Kudos to Y2K Spitfire committee

Kudos to the Committee to save the Y2K Spitfire for their promotion to keep the MK IX Roseland Spitfire here in Comox, once it is rebuilt.

Dear editor,

Kudos to the Committee to save the Y2K Spitfire for their recent promotion to keep the MK IX Roseland Spitfire here in Comox, once it is rebuilt.

For eight enthusiastic years, a group of dedicated community volunteers spent countless hours trying to bring this rare Second World War aircraft back to its former glory.

Volunteers put their heart and soul into this incredible project, however when restoration efforts began to falter a few years ago, the Canadian Forces decided to transfer the ownership of the Spitfire to Vintage Wings of Canada in order that it could be finished.

The sale of the aircraft to a registered national charity with the experience and resources to do the job dramatically improved the chances of achieving the Comox volunteers’ dream of a fully restored, flight-ready Spitfire.

Vintage Wings of Canada (VWC) has kept the Spitfire in Comox and has so far invested over $1.5 million in the continued restoration of the aircraft.

Ultimately, the goal was to eventually share this incredible plane with other Canadians, from coast to coast. That is what Vintage Wings of Canada does — every year from April to October, the organization flies many of its historic aircraft to dozens of communities across Canada, from Comox to Summerside, PEI.

For example, VWC has recently flown both the restored Sabre Hawk One and the Hampton Grey Corsair out here to Comox, and would like to do more.

The Yellow Wings program, honoring the British Commonwealth Air Training Plan, where a fleet of training aircraft toured Canada, is another example. You can follow their programs at www.vintagewings.ca.

Moving forward, Vintage Wings of Canada is absolutely open to any suggestion to operate the Spitfire from Comox for most of the year. But first, significant challenges must be overcome, most notably raising substantial sums of money to:

• Build a hangar for the Spitfire (the Canadian Forces will not house it);

• Pay landing fees to the Department of National Defense (similar to fees paid by airlines at airports across Canada);

• Pay operating and maintenance costs (estimated at $8,000 per flying hour) to cover things such as fuel, spare parts and insurance;

• Hire experienced engineers to maintain the aircraft’s complex mechanical systems.

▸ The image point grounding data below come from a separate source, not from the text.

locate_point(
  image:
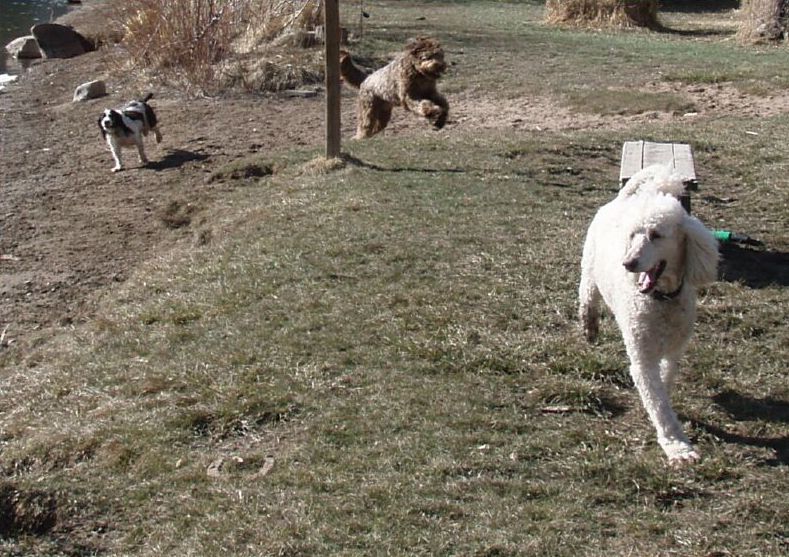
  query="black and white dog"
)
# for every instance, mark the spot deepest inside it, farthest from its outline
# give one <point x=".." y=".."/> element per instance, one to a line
<point x="125" y="127"/>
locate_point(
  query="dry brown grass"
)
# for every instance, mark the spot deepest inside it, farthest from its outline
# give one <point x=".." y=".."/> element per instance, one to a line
<point x="763" y="21"/>
<point x="620" y="13"/>
<point x="194" y="42"/>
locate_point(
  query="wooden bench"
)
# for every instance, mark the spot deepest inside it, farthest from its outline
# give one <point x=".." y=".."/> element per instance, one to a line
<point x="639" y="154"/>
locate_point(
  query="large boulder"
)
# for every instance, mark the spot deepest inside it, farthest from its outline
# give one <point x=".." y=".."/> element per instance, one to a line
<point x="59" y="41"/>
<point x="90" y="90"/>
<point x="24" y="47"/>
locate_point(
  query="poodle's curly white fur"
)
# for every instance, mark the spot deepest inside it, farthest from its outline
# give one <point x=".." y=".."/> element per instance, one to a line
<point x="644" y="256"/>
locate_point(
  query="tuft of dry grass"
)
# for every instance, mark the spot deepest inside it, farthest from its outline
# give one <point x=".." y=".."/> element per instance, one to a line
<point x="202" y="43"/>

Vintage Wings of Canada was delighted to read recently about the continued strong base of support for operating the plane from Comox. I invite the committee, or any other interested group, to contact myself to discuss ideas on how to re-energize local supporters and raise the needed funds to keep and fly the Spitfire here.

Together we can make the Comox Spitfire dream a reality that will live on for years to come.

Terry Chester,

Comox

Editor’s note: Terry Chester is involved in Vintage Wings of Canada’s Roseland Spitfire Project.